Are you ready to make your mark in the forefront of technological innovation? As an HPC Cluster Engineer, you’ll play a pivotal role in shaping the future of AI, deep learning, and machine learning initiatives. Join us and leverage Nvidia’s cutting-edge GPU technology to drive groundbreaking discoveries and revolutionize industries.
Sustainable Talent is thrilled to partner with Nvidia, a global powerhouse with over 25 years of trailblazing advancements in computer graphics, gaming, and accelerated computing.
This is a W-2 full-time contract based in Santa Clara, CA - Hybrid work option. We offer competitive pay based on factors like experience, education, location, etc. and provide full benefits, PTO, and amazing company culture!
Additional locations: MA, Westford; US, NC, Durham; US, TX, Austin.
What you’ll be doing:
- You’ll lead the charge in optimizing our Infiniband network and managing Lustre and GPFS storage solutions, ensuring seamless performance for our cutting-edge initiatives.
- Your expertise in the SLURM job scheduler will be instrumental in orchestrating the smooth operation of our clusters, from scheduling tasks to managing resources efficiently.

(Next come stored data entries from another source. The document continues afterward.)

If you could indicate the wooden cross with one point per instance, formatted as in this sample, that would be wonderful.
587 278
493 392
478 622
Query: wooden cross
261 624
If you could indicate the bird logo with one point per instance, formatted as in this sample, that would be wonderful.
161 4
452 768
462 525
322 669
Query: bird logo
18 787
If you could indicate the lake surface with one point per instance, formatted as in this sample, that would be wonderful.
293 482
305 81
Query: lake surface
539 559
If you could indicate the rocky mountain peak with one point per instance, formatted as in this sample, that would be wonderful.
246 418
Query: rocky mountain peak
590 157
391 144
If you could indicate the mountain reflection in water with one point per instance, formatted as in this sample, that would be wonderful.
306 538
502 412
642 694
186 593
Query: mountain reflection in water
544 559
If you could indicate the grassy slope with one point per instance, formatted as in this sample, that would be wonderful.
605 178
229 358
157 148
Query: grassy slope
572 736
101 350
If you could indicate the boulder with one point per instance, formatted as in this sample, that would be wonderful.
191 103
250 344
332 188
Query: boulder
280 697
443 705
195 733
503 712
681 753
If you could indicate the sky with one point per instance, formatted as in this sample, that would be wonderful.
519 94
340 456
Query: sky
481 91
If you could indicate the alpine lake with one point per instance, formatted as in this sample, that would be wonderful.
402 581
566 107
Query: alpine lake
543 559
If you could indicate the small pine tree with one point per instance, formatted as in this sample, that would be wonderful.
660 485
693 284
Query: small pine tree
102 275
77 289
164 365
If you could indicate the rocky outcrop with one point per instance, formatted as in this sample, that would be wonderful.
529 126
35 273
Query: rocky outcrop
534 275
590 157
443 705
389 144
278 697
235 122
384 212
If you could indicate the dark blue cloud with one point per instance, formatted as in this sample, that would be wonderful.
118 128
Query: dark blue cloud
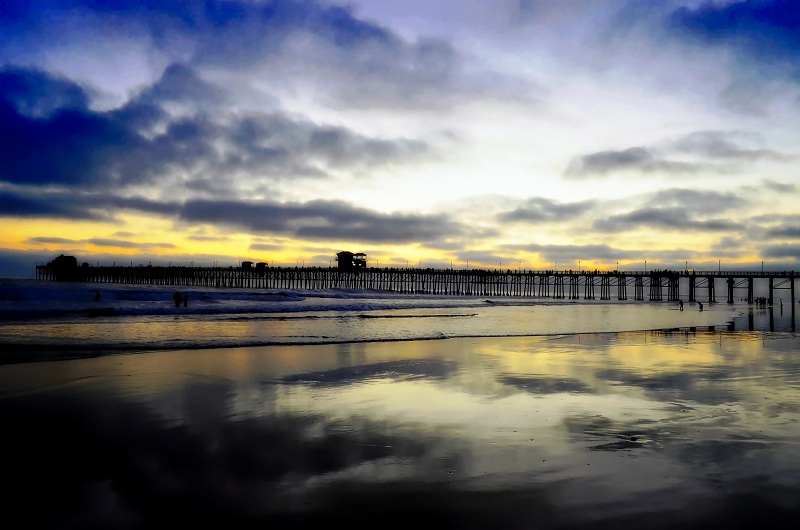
17 205
50 136
38 94
254 22
767 30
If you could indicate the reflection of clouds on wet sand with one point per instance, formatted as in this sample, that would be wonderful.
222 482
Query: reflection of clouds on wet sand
652 430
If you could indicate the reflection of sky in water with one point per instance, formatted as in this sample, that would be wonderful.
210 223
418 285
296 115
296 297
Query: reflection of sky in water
583 427
202 331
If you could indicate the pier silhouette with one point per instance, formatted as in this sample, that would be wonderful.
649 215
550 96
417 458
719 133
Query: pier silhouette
664 285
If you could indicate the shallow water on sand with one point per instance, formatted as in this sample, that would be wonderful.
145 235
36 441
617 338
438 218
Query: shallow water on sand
648 429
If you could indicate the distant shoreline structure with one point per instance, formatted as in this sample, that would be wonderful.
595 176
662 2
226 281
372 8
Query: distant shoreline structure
659 285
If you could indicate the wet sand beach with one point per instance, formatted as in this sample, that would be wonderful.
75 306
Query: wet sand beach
610 430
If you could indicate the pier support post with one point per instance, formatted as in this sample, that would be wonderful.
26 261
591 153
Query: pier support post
638 288
771 287
730 289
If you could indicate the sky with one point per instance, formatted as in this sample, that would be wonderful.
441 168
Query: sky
512 134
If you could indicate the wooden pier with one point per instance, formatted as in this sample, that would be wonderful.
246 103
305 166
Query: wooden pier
654 286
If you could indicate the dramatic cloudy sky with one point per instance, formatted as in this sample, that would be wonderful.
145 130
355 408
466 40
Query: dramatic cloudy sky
513 133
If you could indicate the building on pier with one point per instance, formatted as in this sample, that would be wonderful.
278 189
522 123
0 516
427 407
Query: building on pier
349 261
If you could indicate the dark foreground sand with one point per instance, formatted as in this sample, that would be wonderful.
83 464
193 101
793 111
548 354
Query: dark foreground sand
640 430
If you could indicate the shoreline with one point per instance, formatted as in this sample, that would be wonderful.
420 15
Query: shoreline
655 429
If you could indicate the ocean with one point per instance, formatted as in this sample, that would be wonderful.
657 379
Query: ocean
254 408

- As a Linux sysadmin guru, you’ll be responsible for maintaining the stability and security of our systems, leveraging your deep understanding of Linux environments.
- Harnessing the power of Ansible, you’ll automate routine tasks and streamline operations, freeing up time for innovation and optimization.

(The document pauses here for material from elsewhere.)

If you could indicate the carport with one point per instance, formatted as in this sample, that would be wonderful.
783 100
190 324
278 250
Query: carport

- Advanced python and bash scripting will drive automation efforts and enable dynamic solutions to complex challenges.
What We Need to See:
- Demonstrated experience with SLURM, coupled with a solid understanding of Infiniband networks and Lustre/GPFS storage systems, is essential.

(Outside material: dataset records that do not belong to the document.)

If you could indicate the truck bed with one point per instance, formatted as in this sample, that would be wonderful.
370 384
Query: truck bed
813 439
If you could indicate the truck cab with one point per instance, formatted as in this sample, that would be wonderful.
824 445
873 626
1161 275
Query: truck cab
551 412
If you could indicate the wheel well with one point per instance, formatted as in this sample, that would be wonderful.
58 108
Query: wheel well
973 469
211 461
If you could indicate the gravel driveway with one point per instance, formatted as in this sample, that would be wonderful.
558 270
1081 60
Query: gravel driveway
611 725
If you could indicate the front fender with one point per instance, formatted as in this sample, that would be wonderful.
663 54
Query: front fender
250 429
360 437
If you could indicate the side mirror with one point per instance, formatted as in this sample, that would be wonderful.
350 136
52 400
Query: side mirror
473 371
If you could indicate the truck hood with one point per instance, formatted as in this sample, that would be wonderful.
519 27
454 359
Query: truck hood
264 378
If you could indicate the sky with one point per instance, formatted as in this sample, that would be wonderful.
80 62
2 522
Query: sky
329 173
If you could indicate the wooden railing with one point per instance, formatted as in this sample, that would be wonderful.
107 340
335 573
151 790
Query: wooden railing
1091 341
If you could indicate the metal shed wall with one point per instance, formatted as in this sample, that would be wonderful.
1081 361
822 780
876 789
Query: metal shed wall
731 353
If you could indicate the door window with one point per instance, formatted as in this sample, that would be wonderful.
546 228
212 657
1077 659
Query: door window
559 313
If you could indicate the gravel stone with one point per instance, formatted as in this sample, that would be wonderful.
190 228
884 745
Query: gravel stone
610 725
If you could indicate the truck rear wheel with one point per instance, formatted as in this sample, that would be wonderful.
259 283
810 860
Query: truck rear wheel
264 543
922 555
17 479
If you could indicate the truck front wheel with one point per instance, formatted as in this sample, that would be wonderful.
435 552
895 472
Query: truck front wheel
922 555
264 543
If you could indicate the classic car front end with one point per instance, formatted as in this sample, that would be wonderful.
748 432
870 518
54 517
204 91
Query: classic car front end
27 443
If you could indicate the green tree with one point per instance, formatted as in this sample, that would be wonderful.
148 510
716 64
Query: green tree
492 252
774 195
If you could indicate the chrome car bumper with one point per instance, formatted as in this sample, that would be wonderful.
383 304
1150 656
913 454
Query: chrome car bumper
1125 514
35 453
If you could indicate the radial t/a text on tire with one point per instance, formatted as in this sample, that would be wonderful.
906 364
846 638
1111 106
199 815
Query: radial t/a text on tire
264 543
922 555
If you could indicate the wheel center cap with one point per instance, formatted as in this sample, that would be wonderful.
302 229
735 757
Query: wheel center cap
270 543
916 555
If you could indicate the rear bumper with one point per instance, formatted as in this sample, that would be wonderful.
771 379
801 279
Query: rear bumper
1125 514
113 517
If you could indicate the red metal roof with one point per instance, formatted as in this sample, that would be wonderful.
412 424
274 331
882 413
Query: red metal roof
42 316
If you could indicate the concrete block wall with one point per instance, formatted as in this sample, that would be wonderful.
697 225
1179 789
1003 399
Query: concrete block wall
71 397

- A proven track record in Linux system administration, ensuring robustness and security in our computing environment.
- Proficiency in Ansible is a must-have, enabling you to automate tasks and workflows efficiently.
- Strong scripting abilities in Python and bash are critical for developing custom solutions and optimizing cluster performance.
Ways to Stand Out From the Crowd:
- Showcase your knowledge of best practices in HPC cluster operations, automation, and upgrades, setting you apart as a seasoned professional in the field.
Sustainable Talent is a M/F+, disabled, and veteran equal employment opportunity and affirmative action employer.